Wear breathable layers. Layering is typical cold-winter weather advice. We suggest wearing layers of loose clothing so you can peal a layer off if you get hot. Avoid wearing heavy wools, manmade materials or other materials that don’t allow perspiration to evaporate. Better choices are cotton and silk.

Watch your feet. No you aren’t on “Dancing with the Stars,” but nonetheless, you need to pay attention to what’s on your feet when heading outdoors to shovel snow. SIMA suggests wearing quality outdoor winter wear such as waterproof boots with good traction. Good traction is critical to ensuring that you don’t slip and fall.

Take a few minutes to stretch. Shoveling snow is a workout, so you need to stretch to warm up your muscles particularly because you are shoveling snow in the cold weather.

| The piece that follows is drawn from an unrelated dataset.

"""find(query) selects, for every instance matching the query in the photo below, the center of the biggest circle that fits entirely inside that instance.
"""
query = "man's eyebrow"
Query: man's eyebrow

Stretching before you start shoveling will help prevent injury and fatigue.

Push don’t lift. Sounds like something a high school wrestling coach might say, but if you push the snow to the side rather than trying to lift the snow to remove it, you exert less energy thereby placing less stress on your body.

Drink up! Water that is. SIMA recommends taking frequent breaks and staying hydrated. You should drink water as if you were enduring a tough workout at the gym or running 5 miles.

Don’t play in traffic. Sometimes people get so focused on the task at hand they don’t pay attention to their surroundings. When shoveling snow near streets, pay attention to the traffic since vehicles may not have good traction in the snow and ice.

Call and text. We’re not suggesting that you make calls and text while shoveling snow, but it is important to have your cell phone on you so you can make a call in event of an emergency.